Australian Cyclone Activity Hits Record Low Levels
Climate change may explain the recent drop, scientists say
In Queensland, on the northeast coast of Australia, residents have been warned that a tropical low is forming off the coast this week and could quickly develop into a cyclone, to be named Dylan. The storm would be the first to hit this part of the country in more than two years, and it brings the potential for damaging winds, heavy rainfall and flooding from higher than normal tides.
Tropical cyclones—what are called hurricanes in the North Atlantic—are not unusual in Australia, but they used to be a lot more common, finds a study published today by Nature. The frequency of these storms has reached an unprecedented low level not seen in the past 550 to 1,500 years, say researchers led by Jordahna Haig of James Cook University in Cairns, Australia. And, the researchers note, they can’t rule out climate change as the cause for the drop in activity.
Scientists and the public have been interested in how hurricane and tropical cyclone activity might change in the future because these can be incredibly devastating storms. Hurricanes such as Sandy, Katrina and Andrew have left their mark on the United States and images of their destruction are embedded in national memory. And Australia has experienced its own share of storm destruction. Cyclone Mahina, which struck Queensland in 1899, for instance, holds the world storm surge record at 48 feet.
But studying these storms isn’t easy. There aren’t that many hurricanes and tropical cyclones each year, and good records don’t go back all that far. Instrumental records of the storms cover less than 50 years, and this observational record isn’t great for storms that happened before 1990. Researchers need some sort of marker of storm activity if they are to see how activity has changed over time. Several years ago, though, scientists discovered that stalagmites in caves held just such a record.
Tropical cyclones produce rain with water molecules that hold a higher amount of a lighter form of oxygen, the isotope oxygen-16, compared to the average precipitation from monsoons. In general, lighter water molecules evaporate more easily to form storm clouds. But cyclones have a propertly distinct from monsoons: while cyclones travel over seawater, they cannibalize the water they precipitate—water molecules with lighter oxygen are continually re-evaporated by storm clouds as the cyclone progresses, making it isotopically different from normal rain.
When a cyclone dumps its rain on top of a cave, this light water soaks into the ground and starts to drip into the cave. The oxygen from the water becomes incorporated into the calcium carbonate that forms stalagmites.

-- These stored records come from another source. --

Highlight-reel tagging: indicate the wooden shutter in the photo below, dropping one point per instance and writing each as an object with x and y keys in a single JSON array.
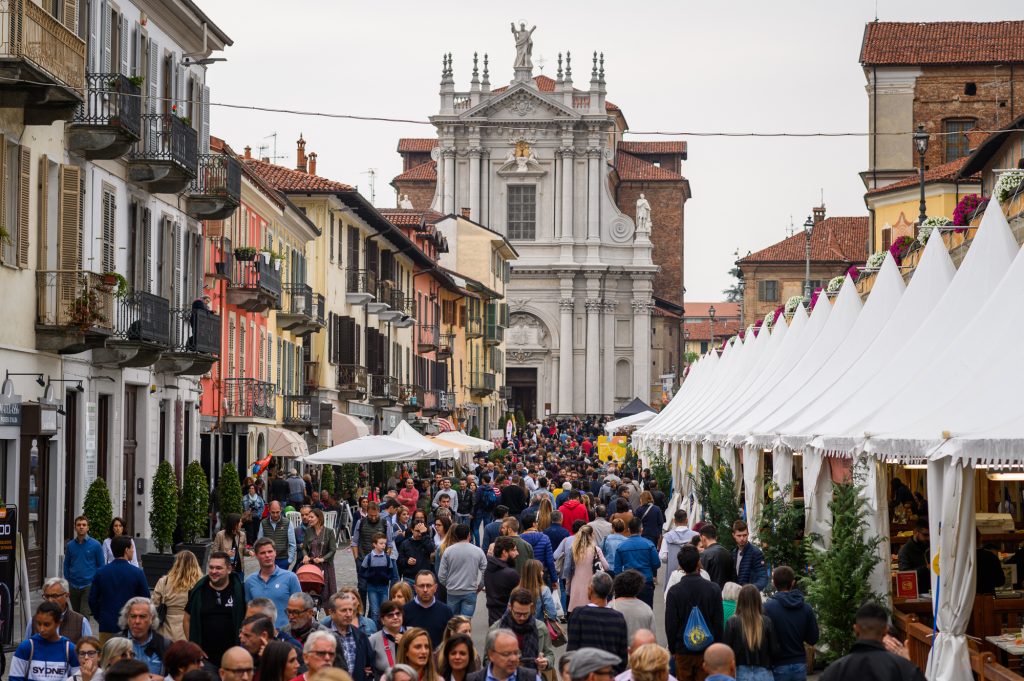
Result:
[{"x": 24, "y": 193}]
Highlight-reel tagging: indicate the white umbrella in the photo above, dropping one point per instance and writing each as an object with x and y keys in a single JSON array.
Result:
[{"x": 367, "y": 450}]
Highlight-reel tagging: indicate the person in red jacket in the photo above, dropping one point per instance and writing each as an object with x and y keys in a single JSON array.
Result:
[{"x": 573, "y": 510}]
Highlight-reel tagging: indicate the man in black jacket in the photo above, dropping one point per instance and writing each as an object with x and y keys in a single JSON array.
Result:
[
  {"x": 715, "y": 557},
  {"x": 691, "y": 591},
  {"x": 870, "y": 656},
  {"x": 500, "y": 578}
]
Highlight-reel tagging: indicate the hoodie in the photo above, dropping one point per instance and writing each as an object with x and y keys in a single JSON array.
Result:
[
  {"x": 795, "y": 625},
  {"x": 573, "y": 510}
]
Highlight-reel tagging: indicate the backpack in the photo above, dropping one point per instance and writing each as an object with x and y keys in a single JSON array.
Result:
[
  {"x": 696, "y": 635},
  {"x": 489, "y": 498}
]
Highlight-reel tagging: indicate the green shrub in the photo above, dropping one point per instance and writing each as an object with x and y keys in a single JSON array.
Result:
[
  {"x": 164, "y": 514},
  {"x": 98, "y": 509}
]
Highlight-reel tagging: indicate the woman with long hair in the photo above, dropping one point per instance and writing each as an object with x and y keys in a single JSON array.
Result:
[
  {"x": 584, "y": 554},
  {"x": 318, "y": 547},
  {"x": 544, "y": 512},
  {"x": 118, "y": 526},
  {"x": 457, "y": 658},
  {"x": 531, "y": 579},
  {"x": 172, "y": 591},
  {"x": 414, "y": 649},
  {"x": 751, "y": 636},
  {"x": 231, "y": 540}
]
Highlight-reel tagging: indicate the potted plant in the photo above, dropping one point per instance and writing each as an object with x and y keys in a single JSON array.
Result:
[
  {"x": 245, "y": 253},
  {"x": 98, "y": 509},
  {"x": 194, "y": 512},
  {"x": 163, "y": 518}
]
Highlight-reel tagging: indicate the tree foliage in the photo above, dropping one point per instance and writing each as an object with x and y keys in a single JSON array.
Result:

In Australia, stalagmites grow with alternating dark and light bands, representing the wet and dry seasons, respectively. This means that a stalagmite can record the yearly change in hurricane activity, similar to how an ice core might hold a record of past changes in the composition of the atmosphere. By measuring the ratio of oxygen-16 to heavier oxygen-18 within the wet-season bands, scientists gain a window into the cyclone activity of a specific year in the past. Higher levels of oxygen-16 indicate a year of stronger cyclone activity.
For the new study, researchers analyzed two cylindrical stalagmites—one each from the states of Queensland and Western Australia, because storms can come from either the Pacific or Indian oceans. They then built a record of cyclone activity for the past 700 years in Queensland and 1,500 years in Western Australia. The west coast of Australia is more prone to tropical cyclones than the east coast, but the stalagmite record revealed that the frequency of cyclones in that area has dropped off in recent years. Storm activity in that region since 1970 has not been that low for the past 1,460 years. The east coast is also at a historical low, the analysis showed, reaching levels not seen for the past 550 years.
“The Australian region seems to be experiencing the most pronounced phase of tropical cyclone inactivity for the past 550–1,500 years,” the researchers write. “The dramatic reductions in activity since the industrial revolution suggest that climate change cannot be ruled out as a causative factor.”
These results are in line with climate models that have predicted Australia will experience fewer storms because of climate change. Those same models, however, also say that the cyclones that do hit the continent will likely be of greater intensity, which means that they’ll have a greater potential for destruction.
How climate change might alter the tracks of future hurricanes and tropical cyclones varies by region. In the North Atlantic, for instance, researchers last year found that warmer air should push storms away from the East Coast, lessening the chance for something like Sandy to hit. But the constant across predictions is that the energy added to storms by anthropogenic climate change should lead to more intense storms. That could mean more rainfall, stronger winds and higher storm surges, all of which would bring more devastation to any of the coastal areas worldwide that are unlucky enough to be struck by a storm.